L'économiste appelle à une réorganisation profonde : "Il faut revoir même à l'intérieur des ministères parce qu'il y a tellement de chefs, de directeurs qu'on peut quand même rationaliser". Cette rationalisation, qui était pourtant "une promesse" du nouveau régime, tarde selon lui à se concrétiser.
Les chiffres présentés par l'économiste révèlent l'ampleur de la crise. Le déficit budgétaire 2024 s'élève à environ 1600 milliards de FCFA, tandis que les remboursements de la dette ont explosé, passant "de 3000 à 8100 milliards" avec une augmentation de 24% des charges d'intérêt.

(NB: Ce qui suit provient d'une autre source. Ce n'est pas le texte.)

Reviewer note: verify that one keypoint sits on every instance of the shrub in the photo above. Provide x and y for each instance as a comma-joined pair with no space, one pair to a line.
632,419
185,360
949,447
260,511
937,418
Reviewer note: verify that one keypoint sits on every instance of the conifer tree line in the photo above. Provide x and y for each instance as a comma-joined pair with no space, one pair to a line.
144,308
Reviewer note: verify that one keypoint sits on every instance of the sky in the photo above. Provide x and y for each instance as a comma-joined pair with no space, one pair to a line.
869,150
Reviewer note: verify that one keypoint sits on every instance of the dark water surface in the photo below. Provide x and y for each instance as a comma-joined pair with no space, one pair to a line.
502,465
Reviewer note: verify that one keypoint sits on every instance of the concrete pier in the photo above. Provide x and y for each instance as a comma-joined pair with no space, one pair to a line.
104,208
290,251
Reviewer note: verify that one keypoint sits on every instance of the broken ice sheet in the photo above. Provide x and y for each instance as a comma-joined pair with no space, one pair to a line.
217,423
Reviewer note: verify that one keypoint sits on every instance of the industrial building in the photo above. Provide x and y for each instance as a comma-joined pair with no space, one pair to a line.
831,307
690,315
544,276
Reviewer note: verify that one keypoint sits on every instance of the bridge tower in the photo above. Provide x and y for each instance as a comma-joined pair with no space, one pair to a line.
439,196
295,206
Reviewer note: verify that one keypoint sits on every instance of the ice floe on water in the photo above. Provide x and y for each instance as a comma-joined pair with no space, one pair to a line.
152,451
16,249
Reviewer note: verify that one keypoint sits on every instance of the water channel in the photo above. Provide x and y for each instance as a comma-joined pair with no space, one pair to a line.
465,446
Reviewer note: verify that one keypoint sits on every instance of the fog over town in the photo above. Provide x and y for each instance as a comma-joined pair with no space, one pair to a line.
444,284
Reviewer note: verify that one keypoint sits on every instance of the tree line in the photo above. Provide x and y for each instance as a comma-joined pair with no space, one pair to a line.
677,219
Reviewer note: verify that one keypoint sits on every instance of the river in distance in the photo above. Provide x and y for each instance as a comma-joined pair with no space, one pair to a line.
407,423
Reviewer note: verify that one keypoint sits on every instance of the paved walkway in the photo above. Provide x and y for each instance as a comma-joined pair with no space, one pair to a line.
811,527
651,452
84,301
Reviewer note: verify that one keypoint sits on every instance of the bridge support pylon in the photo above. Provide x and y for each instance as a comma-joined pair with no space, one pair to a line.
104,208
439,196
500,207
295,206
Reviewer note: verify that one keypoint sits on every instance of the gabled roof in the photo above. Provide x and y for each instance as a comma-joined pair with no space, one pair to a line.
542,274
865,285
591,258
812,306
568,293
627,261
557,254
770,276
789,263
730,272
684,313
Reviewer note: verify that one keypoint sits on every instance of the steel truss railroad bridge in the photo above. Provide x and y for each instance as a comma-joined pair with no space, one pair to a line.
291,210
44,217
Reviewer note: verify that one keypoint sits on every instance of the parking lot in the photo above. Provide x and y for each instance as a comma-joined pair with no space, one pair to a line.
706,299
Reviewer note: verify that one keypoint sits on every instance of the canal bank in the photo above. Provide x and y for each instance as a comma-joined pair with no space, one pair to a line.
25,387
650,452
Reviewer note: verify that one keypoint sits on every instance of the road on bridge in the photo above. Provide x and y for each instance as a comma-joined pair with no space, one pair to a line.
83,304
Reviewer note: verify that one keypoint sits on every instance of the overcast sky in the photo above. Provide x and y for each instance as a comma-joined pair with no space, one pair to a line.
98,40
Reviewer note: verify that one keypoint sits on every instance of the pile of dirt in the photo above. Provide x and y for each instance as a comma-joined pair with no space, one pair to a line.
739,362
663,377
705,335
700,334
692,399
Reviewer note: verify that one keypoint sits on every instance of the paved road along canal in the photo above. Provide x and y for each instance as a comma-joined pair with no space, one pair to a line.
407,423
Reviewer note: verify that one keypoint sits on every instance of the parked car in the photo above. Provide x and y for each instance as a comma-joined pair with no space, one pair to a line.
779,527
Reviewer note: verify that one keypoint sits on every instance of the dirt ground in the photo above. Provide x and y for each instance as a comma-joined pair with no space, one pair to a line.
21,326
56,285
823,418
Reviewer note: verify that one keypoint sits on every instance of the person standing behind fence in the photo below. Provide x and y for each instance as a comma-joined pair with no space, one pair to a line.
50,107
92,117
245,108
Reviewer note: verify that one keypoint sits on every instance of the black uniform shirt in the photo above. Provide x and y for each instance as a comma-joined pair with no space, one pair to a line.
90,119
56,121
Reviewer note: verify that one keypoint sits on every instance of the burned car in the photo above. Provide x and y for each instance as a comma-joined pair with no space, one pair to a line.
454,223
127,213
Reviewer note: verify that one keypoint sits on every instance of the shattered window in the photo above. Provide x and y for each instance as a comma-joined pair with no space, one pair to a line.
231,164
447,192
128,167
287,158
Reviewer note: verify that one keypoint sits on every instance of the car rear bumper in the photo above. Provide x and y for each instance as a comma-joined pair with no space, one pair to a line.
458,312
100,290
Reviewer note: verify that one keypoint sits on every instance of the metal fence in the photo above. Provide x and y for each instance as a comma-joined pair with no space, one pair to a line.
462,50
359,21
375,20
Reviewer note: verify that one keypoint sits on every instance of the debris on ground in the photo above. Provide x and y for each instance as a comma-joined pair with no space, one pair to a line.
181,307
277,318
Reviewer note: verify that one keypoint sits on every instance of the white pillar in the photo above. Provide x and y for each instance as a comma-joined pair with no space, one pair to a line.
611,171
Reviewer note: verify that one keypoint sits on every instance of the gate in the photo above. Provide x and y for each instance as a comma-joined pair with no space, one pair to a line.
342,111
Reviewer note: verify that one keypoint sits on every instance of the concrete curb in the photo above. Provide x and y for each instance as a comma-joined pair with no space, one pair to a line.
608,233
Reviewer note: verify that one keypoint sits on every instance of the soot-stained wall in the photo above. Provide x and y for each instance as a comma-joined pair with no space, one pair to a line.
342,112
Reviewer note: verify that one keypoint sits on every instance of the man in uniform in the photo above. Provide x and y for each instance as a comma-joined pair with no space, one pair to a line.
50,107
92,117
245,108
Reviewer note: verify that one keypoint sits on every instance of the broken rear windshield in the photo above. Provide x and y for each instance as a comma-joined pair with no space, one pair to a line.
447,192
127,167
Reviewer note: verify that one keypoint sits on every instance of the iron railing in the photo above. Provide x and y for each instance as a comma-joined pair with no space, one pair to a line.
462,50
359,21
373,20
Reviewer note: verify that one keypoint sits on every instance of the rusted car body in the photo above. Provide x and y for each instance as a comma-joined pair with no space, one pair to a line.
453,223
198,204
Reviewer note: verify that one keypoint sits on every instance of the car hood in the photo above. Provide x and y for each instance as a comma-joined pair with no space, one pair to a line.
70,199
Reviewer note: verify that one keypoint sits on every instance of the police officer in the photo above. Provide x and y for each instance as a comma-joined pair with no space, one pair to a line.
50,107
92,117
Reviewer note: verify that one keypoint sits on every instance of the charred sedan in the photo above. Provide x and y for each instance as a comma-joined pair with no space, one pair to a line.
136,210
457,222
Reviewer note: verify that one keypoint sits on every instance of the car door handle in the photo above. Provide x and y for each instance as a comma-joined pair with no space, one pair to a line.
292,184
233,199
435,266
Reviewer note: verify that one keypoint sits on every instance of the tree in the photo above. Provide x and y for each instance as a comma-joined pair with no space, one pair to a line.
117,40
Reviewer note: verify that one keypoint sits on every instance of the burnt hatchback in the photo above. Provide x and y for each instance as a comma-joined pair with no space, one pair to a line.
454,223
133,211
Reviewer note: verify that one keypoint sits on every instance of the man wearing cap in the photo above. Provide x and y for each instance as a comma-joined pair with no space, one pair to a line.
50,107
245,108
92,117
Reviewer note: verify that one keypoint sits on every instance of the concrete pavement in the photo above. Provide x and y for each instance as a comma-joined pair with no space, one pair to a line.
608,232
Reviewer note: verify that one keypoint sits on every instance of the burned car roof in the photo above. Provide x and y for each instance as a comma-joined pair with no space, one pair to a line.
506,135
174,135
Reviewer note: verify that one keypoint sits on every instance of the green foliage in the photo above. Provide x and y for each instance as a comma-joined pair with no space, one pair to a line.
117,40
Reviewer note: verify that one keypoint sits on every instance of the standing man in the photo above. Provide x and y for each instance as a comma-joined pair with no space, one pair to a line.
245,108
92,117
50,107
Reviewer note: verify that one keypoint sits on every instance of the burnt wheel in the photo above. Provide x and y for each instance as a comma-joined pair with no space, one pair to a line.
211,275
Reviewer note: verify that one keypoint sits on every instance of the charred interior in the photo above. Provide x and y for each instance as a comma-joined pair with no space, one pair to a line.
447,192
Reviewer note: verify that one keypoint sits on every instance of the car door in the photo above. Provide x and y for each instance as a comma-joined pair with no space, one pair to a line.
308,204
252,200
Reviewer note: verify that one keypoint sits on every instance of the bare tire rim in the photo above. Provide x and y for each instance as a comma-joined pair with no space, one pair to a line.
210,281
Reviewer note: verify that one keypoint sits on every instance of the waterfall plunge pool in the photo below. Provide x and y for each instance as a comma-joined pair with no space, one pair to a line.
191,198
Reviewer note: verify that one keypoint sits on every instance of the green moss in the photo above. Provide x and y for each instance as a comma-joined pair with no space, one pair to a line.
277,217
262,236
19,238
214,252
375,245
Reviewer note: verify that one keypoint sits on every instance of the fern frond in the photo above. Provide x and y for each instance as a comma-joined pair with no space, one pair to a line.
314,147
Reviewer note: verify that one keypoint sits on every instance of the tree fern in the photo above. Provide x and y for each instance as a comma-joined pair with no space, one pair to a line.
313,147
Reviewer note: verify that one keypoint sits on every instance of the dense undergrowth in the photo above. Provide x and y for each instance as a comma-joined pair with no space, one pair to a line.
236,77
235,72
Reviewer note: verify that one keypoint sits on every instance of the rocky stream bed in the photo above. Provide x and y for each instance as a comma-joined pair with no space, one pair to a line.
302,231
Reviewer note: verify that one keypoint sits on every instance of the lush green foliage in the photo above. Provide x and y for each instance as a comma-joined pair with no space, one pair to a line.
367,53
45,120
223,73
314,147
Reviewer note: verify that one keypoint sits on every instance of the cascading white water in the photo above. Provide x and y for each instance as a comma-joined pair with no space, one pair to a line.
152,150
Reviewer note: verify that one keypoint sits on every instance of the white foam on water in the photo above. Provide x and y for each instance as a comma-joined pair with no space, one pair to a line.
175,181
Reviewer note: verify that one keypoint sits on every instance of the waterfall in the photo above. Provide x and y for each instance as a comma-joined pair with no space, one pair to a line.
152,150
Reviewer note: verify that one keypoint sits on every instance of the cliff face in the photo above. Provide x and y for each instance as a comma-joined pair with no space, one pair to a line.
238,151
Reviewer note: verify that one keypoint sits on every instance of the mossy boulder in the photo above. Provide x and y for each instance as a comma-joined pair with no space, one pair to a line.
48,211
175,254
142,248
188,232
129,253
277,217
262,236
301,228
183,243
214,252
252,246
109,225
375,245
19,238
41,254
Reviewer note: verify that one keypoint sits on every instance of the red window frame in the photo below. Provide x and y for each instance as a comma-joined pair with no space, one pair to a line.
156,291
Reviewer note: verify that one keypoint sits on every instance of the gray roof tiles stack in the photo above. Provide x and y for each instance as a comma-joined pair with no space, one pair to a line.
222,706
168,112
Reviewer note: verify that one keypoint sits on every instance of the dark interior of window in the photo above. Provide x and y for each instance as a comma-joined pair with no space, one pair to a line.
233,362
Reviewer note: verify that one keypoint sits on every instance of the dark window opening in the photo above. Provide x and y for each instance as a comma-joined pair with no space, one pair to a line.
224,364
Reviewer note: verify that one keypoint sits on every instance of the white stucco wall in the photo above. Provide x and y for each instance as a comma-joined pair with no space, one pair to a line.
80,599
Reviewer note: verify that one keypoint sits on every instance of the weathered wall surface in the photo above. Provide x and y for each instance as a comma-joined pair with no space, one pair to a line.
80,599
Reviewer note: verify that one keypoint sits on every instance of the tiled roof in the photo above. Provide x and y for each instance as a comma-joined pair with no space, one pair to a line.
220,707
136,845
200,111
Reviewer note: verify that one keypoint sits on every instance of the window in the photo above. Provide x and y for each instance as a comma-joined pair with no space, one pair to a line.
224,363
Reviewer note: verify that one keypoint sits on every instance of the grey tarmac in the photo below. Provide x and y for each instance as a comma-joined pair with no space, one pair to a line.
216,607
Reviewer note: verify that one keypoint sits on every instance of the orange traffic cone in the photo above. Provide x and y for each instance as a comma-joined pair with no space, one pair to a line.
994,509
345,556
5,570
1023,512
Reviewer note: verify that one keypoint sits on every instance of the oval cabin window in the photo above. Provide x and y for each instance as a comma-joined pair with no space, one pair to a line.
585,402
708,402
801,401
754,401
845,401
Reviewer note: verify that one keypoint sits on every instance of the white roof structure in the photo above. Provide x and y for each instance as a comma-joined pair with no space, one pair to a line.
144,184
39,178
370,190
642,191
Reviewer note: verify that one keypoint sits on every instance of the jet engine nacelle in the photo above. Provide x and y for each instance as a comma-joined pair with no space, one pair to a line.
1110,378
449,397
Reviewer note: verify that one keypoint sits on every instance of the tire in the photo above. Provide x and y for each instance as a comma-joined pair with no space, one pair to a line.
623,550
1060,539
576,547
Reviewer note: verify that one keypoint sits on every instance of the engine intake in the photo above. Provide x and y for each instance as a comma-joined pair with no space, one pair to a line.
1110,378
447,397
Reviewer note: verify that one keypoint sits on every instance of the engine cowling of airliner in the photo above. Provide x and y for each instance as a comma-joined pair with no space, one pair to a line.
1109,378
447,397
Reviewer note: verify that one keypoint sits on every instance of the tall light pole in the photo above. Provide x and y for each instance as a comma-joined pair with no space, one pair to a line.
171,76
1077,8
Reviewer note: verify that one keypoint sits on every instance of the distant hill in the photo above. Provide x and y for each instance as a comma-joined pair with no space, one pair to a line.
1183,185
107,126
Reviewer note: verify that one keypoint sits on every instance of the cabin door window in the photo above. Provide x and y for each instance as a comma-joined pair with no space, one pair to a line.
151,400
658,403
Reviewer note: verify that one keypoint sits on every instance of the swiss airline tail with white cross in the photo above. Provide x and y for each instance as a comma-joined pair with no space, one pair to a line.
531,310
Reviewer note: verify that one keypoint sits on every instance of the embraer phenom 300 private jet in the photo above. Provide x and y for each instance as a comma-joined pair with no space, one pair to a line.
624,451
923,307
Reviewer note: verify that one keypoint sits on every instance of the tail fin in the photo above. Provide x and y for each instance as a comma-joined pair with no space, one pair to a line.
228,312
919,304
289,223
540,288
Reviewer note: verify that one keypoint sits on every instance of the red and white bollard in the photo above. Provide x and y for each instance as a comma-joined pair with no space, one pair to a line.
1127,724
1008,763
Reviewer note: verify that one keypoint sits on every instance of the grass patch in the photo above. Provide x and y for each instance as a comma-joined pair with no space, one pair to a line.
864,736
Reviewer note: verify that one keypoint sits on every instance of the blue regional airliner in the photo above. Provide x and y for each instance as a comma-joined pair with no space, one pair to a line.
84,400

Cette situation contraint le gouvernement à faire des choix draconiens. Malgré un taux d'exécution budgétaire de plus de 90%, plusieurs secteurs prioritaires comme la santé, l'éducation ou les infrastructures rurales affichent des sous-consommations. "Il y a des secteurs entiers qui n'ont rien bénéficié du tout comme la culture", souligne Meissa Babou.
L'économiste insiste sur la nécessité de renouer le dialogue avec le Fonds monétaire international, suspendu depuis l'arrivée du nouveau régime. Les investissements publics, réduits à seulement 2,8 milliards de FCFA, témoignent de cette paralysie. "Tant qu'on n'a pas encore réglé ce problème avec le FMI, les projets ne pourront pas démarrer", avertit-il.
Pour Meissa Babou, cette situation explique le ralentissement économique général : "Dans nos pays, le moteur de l'économie c'est l'État et quand l'État n'investit pas mais se met dans des dépenses courantes, effectivement la machine économique est grippée".
L'économiste préconise un retour rapide du partenariat avec le FMI, estimant préférable d'obtenir "1500 à 2000 milliards" de cette institution plutôt que de multiplier les emprunts sur le marché local pour des montants plus modestes.